Security recommendations

  • Never distribute roxy-ca.pem or roxy-ca-cert.p12 (both contain the private key) unless absolutely necessary and only over a secure channel.
  • Keep private-key files (roxy-ca.pem, *.p12) permissioned to owner-only: chmod 600.
  • If the machine is shared or exposed, revoke and regenerate the CA and remove it from any systems it was installed into.
  • Log and audit where you installed the CA so you can revoke/trust changes consistently.
  • Prefer per-development-machine CA rather than a shared global CA for testing.

Troubleshooting

  • Still seeing TLS warnings: confirm the cert was installed in the system trust store (not just the browser’s temporary profile). Check the cert fingerprint.
  • Browser still rejects after installing system CA: some browsers (Firefox on many platforms) use their own certificate store — import into Firefox separately.
  • Android app refuses: modern Android apps may opt out of user CAs — either install CA into system store (requires root) or configure the app/network stack to trust the certificate for development.
  • Java apps fail: ensure the CA is in the JVM cacerts used by that runtime. Different JDKs/containers may have separate cacerts files.
  • Proxy not being used: ensure your client is sending traffic via Roxy (check host/port, and that the proxy accepts TLS CONNECT or is configured as a transparent proxy).
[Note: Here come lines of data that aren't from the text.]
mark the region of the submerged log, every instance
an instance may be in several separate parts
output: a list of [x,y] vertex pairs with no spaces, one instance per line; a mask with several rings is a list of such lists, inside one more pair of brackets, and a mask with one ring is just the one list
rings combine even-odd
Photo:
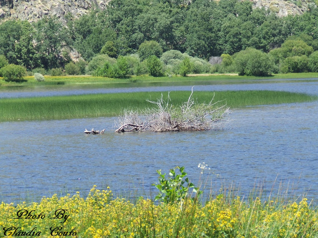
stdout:
[[[130,126],[131,128],[129,129],[127,129],[125,130],[124,129],[124,127],[126,127],[128,126]],[[134,125],[133,124],[131,124],[130,123],[128,123],[127,124],[125,124],[124,125],[122,125],[119,128],[115,131],[115,132],[124,132],[125,131],[133,131],[134,130],[140,130],[141,127],[142,127],[143,125]]]
[[105,131],[105,129],[102,130],[101,131],[99,131],[99,130],[95,130],[93,128],[91,130],[87,130],[87,129],[85,128],[85,130],[84,131],[84,133],[86,134],[104,134],[104,132]]

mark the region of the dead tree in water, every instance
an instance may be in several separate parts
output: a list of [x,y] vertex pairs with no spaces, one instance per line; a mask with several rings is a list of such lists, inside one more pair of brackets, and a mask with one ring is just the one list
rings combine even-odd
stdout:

Example checklist for onboarding a new dev machine

  1. Start Roxy once to allow it to generate ~/.roxy/* files.
  2. Verify fingerprint:
openssl x509 -in ~/.roxy/roxy-ca-cert.pem -noout -fingerprint -sha256
  1. Install roxy-ca-cert.pem into your OS/browser as required (use steps above).
  2. Confirm with curl:
curl --proxy 127.0.0.1:8080 --cacert ~/.roxy/roxy-ca-cert.pem <https://example.com/> -v

If TLS succeeds without cert warnings, you’re good.